New York: Routledge, 2017.
236 pp.; 39 color and 40 b&w illus.; notes, bibliography, index.
$120 (hardback)
$39 (eBook)
ISBN: 978-1472442000

James McNeill Whistler looms large in the art historical imaginary. Biographers past and present paint various pictures of Whistler as a well dressed, well traveled cosmopolitan; as a fop with a lily tucked into his lapel in the style of his erstwhile associate Oscar Wilde; as a litigious and querulous contrarian who sued his enemies in court and came to fisticuffs in the streets of Paris and London; or as an eccentric parvenu with a brusque wit. For Suzanne Singletary, Whistler plays the part of an American expatriate artist among the bohemians of mid-nineteenth century Paris. Singletary’s Paris is a city that hummed with the melodies of Richard Wagner and Franz Liszt, echoed with the poetry of Charles Baudelaire, Stéphane Mallarmé, and Edgar Allan Poe, and scintillated in the paintings of the Impressionists. “Though Whistler continually shuttled between London and Paris and his artistic life straddled both cultures,” she asserts that this early experience of the French capital had lasting effects on his art and his professional and personal connections: “the influences exerted during his early Parisian years lay the groundwork for his entire career” (1). Still, the locations explored by Singletary extend far beyond Paris’ streets to other physical and metaphysical places, which, in turn, help to locate Whistler as a critical link between Realists and Impressionists in the mid-century and Symbolists in the late century.
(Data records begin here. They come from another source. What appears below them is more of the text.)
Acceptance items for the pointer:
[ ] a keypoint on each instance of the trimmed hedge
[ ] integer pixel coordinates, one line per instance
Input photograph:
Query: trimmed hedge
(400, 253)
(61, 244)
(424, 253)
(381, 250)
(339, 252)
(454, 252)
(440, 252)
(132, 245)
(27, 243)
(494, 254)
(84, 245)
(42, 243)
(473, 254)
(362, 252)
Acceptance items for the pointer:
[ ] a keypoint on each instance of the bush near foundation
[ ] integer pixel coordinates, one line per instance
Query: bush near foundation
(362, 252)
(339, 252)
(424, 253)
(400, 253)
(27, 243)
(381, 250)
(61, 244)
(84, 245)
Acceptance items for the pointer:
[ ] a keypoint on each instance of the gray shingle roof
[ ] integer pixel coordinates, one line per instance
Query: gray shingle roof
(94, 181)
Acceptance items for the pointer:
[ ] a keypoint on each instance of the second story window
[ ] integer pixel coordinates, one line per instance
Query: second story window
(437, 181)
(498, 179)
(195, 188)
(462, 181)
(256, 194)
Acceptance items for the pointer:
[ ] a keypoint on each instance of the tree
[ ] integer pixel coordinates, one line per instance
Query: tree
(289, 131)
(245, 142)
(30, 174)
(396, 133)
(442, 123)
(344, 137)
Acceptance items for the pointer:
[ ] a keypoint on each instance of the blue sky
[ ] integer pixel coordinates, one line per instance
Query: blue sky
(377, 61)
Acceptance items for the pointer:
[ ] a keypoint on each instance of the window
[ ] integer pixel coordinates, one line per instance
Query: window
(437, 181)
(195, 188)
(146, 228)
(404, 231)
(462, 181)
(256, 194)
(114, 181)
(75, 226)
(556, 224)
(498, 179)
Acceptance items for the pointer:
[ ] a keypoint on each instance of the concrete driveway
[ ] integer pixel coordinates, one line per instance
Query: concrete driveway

Claiming that public flamboyance has thwarted earlier efforts to position Whistler in this way, Singletary’s introduction to James McNeill Whistler and France admonishes histories of the artist as still constrained by the theatrical characterizations (or parodic caricatures) listed above (1).[1] Rather than repeat that discourse, Singletary proposes that Whistler be cast as a serious interlocutor between aesthetic, theoretical, and literary discourses in France. To fulfill this aim, she duly describes mid-century Paris as cloaked in “an atmosphere of camaraderie and competition, [where] artists and writers shared thoughts and absorbed ideas, together with their peers, that were then reconstituted differently by each, according to each one’s respective medium, temperament and taste” (2). Her study of “camaraderie and competition” is organized straightforwardly with six chapters that examine the correspondences and connections between Whistler and Paris-based artists or poets (Charles Baudelaire, Gustave Courbet, Edouard Manet, Edgar Degas, Claude Monet, Stéphane Mallarmé, and Georges Seurat). As she traces these correspondences, she does not so much explore how poetics came to be translated into paint, but smoothly explicates the dialogue between practitioners of different arts and their medium-specific properties and qualities (the painterliness of painting, the musicality of music, or the poetics of poetry) that took place in cafes, artist studios, art exhibitions, and the homes of artists and critics.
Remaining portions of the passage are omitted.